NK Divine qui apparait comme la figure de proue de cette génération, est celui qui a réussi à trouver le meilleur équilibre. Il a réussi à faire ce que tout le monde dans le monde chrétien, musicien ou non voudrait faire : jouer avec les règles et les codes de la musique populaire pour y faire parvenir son message. En signant avec une maison de disque de la trempe de Warner, l’interprète de Ye Yo brise ce plafond de verre qui voulait que la musique gospel congolaise devait rester à certains endroits, passer uniquement sur certains médias et avoir un certain modèle économique.

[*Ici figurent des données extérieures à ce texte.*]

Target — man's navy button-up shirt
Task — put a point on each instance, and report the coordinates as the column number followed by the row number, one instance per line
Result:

La signature en distribution exclusivement est un excellent tour de force, car elle lui permet de faire passer son message sans crainte d’être censuré et/ou que l’on interfère dans son processus de création. Il vous donne d'ailleurs rendez-vous ce samedi 5 mai à 16h précises à la FNAC de Bercy-Village pour une release party.
Cependant, tout n’est pas complètement rose et ensoleillé non plus puisque cette génération est également la génération de la libération de la parole, la génération #MeToo, la génération #IWas.
Certains artistes de cette génération en ont fait les frais comme Noé Gambela, accusé à multiples reprises de viols et d’agressions sexuelles par différentes femmes. Difficile de jauger l’impact de ces accusations sur sa carrière, néanmoins, il serait hypocrite de dire qu’il est bien vu ou sans impact que de s’afficher avec l’artiste. Artiste qui continue à œuvrer dans sa musique et dans son ministère puisqu’il est actuellement prophète. Rappelons malgré tout, bien qu’au sein de TRUSTMAG plus qu’ailleurs, nous donnons une place et considération immense aux paroles des victimes, il est de notre devoir journalistique que de rappeler que Noé Gambela est aujourd’hui innocent, jusqu’à déclaration contraire de la part de la justice.
En clair, le gospel congolais se porte bien. Très bien. Pas sur tous les aspects mais c’est comme partout.